Yet there are some homeless people who avoid shelters. Some worry they will lose their belongings. Others say they fear the other occupants or the facilities themselves. Some want help but don’t know where to find it or whom to trust. Last year’s annual homeless count identified more than 500 individuals living in alleys, parks, under bridges and in doorways throughout the city. To some of these street dwellers, the warming buses have provided temporary, low-barrier refuge. According to Berns, on a recent night 130 people stayed on the warming buses.
Food and water are available on the buses. Portable restrooms are placed nearby. Locations are subject to change but have included Foggy Bottom, Union Station and McPherson Square.

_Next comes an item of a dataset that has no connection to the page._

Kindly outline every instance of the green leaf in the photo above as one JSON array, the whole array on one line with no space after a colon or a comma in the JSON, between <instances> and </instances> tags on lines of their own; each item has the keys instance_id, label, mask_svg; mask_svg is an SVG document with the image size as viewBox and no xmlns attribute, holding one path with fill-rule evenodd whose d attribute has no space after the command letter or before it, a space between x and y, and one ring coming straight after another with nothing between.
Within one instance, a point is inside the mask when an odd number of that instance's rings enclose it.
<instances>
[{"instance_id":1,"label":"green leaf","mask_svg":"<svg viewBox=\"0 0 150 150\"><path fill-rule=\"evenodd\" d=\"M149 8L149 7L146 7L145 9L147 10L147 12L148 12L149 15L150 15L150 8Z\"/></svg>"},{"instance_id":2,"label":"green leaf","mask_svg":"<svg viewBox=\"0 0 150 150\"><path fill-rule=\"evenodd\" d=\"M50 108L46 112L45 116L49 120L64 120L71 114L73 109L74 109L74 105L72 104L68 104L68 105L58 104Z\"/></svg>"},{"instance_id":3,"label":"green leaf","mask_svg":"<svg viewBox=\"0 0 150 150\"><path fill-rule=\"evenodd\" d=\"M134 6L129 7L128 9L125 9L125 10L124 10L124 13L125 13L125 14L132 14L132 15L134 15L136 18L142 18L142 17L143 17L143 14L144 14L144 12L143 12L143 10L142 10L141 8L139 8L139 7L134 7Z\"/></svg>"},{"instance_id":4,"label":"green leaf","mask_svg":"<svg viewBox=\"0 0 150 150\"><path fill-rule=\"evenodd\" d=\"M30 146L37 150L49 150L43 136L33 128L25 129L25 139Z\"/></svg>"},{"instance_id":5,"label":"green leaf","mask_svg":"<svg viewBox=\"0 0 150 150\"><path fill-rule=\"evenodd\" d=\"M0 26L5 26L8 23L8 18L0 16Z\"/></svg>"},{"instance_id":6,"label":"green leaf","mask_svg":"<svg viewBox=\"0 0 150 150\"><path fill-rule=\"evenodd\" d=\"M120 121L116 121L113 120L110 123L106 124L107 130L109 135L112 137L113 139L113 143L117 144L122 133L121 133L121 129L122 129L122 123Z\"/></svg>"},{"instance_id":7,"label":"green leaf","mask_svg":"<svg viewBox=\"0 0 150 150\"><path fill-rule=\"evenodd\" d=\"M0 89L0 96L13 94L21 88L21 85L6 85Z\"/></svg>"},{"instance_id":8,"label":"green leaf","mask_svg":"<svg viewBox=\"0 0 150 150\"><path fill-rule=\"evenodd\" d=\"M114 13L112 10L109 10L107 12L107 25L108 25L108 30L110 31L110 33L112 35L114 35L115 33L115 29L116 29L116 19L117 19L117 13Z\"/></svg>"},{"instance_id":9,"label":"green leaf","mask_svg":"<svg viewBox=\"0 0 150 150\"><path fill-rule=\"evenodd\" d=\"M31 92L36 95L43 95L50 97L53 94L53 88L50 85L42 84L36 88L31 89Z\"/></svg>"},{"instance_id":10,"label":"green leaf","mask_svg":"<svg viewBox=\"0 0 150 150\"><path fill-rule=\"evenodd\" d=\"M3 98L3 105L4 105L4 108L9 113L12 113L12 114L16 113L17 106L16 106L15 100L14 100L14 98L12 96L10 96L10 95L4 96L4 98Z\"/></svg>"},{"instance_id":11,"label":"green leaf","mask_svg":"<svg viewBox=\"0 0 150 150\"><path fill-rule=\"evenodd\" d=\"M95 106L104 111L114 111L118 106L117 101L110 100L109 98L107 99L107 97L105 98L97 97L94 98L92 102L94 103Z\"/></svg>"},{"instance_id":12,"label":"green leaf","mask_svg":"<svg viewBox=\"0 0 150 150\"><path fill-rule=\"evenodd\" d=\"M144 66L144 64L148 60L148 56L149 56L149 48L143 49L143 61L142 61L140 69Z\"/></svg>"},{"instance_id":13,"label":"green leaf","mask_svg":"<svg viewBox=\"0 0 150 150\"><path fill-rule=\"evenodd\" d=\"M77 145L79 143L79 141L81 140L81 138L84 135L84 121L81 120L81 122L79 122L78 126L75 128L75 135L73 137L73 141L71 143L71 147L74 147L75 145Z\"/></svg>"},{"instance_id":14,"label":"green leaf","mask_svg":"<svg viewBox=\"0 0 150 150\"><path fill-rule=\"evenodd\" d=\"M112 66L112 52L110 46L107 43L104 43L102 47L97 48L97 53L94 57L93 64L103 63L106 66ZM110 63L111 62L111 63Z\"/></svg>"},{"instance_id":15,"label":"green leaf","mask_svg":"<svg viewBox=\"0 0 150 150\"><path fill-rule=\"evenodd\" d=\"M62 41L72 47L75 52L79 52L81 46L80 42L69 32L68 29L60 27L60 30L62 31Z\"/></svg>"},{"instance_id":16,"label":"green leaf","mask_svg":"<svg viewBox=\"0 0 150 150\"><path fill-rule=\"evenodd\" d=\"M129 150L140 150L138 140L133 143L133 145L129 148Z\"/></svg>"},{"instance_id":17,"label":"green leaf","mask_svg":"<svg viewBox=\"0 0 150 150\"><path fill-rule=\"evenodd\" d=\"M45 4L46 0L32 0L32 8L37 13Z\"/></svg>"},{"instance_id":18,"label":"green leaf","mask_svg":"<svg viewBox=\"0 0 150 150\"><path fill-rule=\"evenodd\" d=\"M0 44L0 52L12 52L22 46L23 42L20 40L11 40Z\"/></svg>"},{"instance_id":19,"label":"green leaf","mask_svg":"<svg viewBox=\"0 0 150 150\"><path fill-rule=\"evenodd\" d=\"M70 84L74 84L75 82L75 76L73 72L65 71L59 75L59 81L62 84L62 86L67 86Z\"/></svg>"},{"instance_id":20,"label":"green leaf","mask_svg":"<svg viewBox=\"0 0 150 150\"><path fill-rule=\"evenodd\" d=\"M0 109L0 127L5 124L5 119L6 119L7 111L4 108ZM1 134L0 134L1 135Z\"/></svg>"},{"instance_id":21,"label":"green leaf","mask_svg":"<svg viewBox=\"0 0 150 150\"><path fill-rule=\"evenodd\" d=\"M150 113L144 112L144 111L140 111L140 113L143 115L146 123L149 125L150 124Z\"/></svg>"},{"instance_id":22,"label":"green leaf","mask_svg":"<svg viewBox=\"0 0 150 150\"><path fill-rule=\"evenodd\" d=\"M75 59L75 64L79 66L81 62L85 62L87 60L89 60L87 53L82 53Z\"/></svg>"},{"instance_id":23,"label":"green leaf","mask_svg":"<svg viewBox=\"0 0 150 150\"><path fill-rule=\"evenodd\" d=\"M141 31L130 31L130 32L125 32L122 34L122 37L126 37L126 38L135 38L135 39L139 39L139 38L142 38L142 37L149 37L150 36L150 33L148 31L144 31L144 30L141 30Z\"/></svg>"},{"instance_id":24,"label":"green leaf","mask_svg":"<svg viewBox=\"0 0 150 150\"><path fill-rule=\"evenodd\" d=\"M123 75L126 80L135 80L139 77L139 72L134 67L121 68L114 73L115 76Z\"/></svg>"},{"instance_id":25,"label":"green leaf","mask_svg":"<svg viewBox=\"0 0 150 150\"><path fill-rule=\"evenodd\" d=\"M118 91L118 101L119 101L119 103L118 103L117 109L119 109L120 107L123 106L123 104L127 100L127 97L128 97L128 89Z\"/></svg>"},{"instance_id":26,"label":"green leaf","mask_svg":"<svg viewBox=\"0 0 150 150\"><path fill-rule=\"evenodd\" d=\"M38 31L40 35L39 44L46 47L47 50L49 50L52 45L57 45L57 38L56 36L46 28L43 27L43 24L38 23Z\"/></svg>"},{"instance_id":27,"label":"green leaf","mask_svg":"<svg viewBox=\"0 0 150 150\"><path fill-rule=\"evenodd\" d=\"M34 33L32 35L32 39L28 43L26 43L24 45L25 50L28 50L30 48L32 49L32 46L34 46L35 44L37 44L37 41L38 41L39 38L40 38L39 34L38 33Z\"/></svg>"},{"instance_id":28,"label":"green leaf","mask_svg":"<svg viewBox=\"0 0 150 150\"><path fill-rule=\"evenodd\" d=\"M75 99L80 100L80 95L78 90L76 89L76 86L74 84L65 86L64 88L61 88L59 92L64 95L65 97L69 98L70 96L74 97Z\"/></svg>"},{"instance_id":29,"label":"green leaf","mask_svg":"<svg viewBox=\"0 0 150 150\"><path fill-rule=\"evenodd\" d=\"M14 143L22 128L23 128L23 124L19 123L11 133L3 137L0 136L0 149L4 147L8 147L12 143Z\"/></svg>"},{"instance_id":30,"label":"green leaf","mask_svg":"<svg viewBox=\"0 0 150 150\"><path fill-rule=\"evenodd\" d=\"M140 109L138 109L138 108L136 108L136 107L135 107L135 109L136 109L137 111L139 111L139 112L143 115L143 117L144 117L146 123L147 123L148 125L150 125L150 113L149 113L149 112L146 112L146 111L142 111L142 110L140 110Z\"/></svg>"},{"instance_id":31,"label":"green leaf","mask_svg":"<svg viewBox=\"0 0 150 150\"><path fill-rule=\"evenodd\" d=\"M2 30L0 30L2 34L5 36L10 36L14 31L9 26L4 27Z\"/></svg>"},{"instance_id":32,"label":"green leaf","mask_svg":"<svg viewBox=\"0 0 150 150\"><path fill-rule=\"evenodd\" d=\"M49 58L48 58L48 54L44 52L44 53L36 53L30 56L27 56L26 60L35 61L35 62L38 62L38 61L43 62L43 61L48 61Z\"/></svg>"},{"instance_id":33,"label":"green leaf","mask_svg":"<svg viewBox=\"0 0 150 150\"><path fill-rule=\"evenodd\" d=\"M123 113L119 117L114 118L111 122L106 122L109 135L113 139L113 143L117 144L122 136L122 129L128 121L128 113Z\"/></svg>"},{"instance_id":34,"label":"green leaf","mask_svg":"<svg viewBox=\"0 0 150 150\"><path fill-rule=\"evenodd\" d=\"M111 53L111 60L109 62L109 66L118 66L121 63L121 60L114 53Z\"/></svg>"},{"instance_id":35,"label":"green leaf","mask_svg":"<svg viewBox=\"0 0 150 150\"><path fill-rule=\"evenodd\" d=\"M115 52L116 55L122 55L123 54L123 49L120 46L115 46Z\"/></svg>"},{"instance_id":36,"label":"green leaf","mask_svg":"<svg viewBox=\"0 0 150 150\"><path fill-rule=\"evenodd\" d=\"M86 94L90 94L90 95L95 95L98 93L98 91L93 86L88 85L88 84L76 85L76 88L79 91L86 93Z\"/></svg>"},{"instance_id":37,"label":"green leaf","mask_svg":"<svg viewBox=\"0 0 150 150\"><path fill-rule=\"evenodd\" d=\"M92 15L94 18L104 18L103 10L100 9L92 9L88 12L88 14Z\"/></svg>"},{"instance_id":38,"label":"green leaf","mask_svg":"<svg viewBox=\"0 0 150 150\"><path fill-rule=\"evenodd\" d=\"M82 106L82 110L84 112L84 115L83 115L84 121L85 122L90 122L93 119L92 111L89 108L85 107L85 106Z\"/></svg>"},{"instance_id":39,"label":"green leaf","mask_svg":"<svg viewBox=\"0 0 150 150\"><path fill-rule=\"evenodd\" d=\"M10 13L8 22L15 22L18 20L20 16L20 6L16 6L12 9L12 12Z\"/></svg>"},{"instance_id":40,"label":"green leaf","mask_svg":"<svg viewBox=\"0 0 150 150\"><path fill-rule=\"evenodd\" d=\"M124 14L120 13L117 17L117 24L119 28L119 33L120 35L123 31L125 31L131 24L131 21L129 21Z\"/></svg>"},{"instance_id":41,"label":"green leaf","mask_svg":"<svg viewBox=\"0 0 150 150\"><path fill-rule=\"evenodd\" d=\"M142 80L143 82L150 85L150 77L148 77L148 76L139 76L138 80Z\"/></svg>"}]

In addition to the warming buses, several neighborhood recreation centers have been turned into emergency warming centers during recent periods of intense cold. Outreach workers have been sent outside to urge people to use these places of safety.
According to a statement from the mayor’s office, police and officials from the city’s Department of Behavioral Health are authorized under city law to “transport those homeless individuals with a mental illness who are not able to protect themselves from the extreme cold” into mental or emergency facilities for evaluation.
Not every homeless person has appreciated the efforts. James Mitchell, who camps near Dupont Circle, says he was angry when a policeman told him to get on a warming bus on one recent frigid night.
“I grew up camping. I have two sleeping bags, two blankets and tarp,” says Mitchell, who resented the intrusion. “I can understand them trying to talk to someone who is really mentally ill,” he adds. “I was pissed.”
At the West End Library on this night, the warming bus draws praise.
“It’s cozy,” says a man who does not wish to give his name.
“I think it’s a great idea,” agrees another passenger, Bill McNeal. “I was there last night. It’s nice and comfortable.”
He says he enjoyed the food as well as the warmth.
“We had tuna and macaroni. Then we had salami and cheese sandwiches. Then we had fruit and pastries and Welch’s grape juice. It was very good.”
Thomas, the driver, says the time he has spent on the bus has flown by.
“These guys have been more than appreciative,” he says. “They humble me.”
Yet he has been left with an unsettling sense of a larger dilemma to which he is unable to respond. Out in the dark, there are many people who will not fit on his bus. Tomorrow there may be more.
“I’m just a little guy, trying to solve a bigger problem,” he says. “We’ve got a deep-rooted problem we need to address.”